Non, le gouvernement a explicitement écarté un moratoire général sur les loyers d'habitation : les loyers sont restés dus normalement pendant les confinements, l'effort de l'État portant plutôt sur le soutien aux revenus des locataires (chômage partiel, aides ciblées) que sur une suspension générale des obligations locatives.
Un propriétaire pouvait-il expulser un locataire pendant la crise sanitaire de 2020 ?
Très difficilement : la trêve hivernale a été prolongée deux fois, d'abord jusqu'au 31 mai puis jusqu'au 10 juillet 2020, et même après cette date, jusqu'au 1er novembre 2020, aucune expulsion ne pouvait avoir lieu sans solution de relogement, en raison du contexte épidémique.
Le marché locatif s'est-il effondré en 2020 malgré la récession ?

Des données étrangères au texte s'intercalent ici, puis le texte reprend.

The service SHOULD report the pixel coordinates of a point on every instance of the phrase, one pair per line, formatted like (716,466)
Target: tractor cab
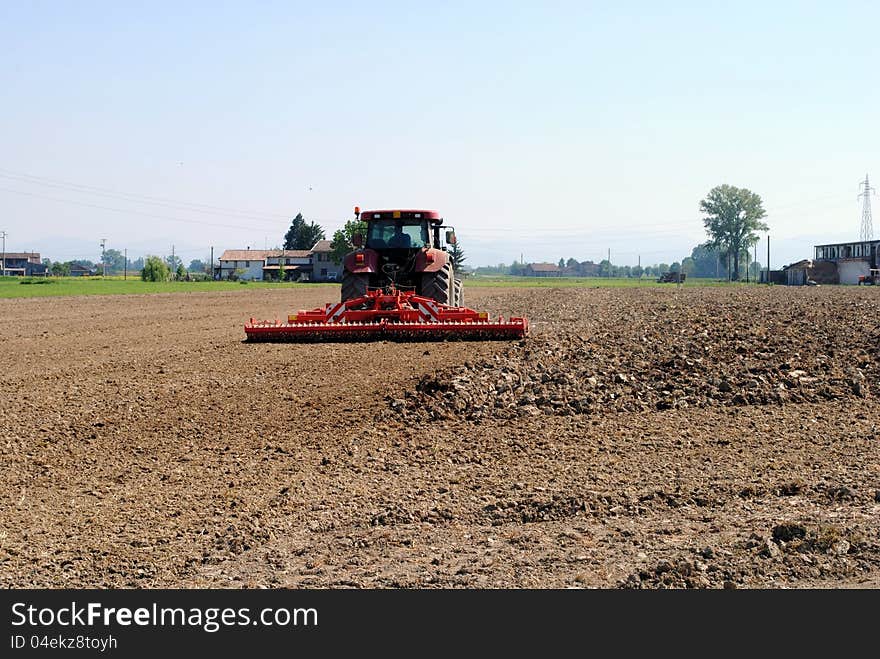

Non, contrairement à d'autres secteurs économiques : le taux de chômage est resté étonnamment stable autour de 8 % grâce au recours massif au chômage partiel, ce qui a limité l'ampleur des impayés de loyer par rapport à ce que la chute de 7,9 % du PIB aurait pu laisser craindre.
Quel était le taux moyen d'un crédit immobilier en 2020 ?
Autour de 1,2 à 1,3 % en moyenne annuelle selon l'Observatoire Crédit Logement/CSA, poursuivant la tendance baissière des années précédentes malgré le contexte sanitaire exceptionnel : la Banque centrale européenne avait elle-même adopté une politique très accommodante face à la crise.
2020 a-t-elle marqué un tournant dans les préférences des investisseurs locatifs ?
De nombreux observateurs ont noté, à partir de cette année-là, un regain d'intérêt pour les logements avec extérieur (balcon, jardin) ou situés hors des très grandes métropoles, une conséquence directe de l'expérience du confinement, même si ce mouvement n'était pas encore mesurable avec certitude sur la seule année 2020.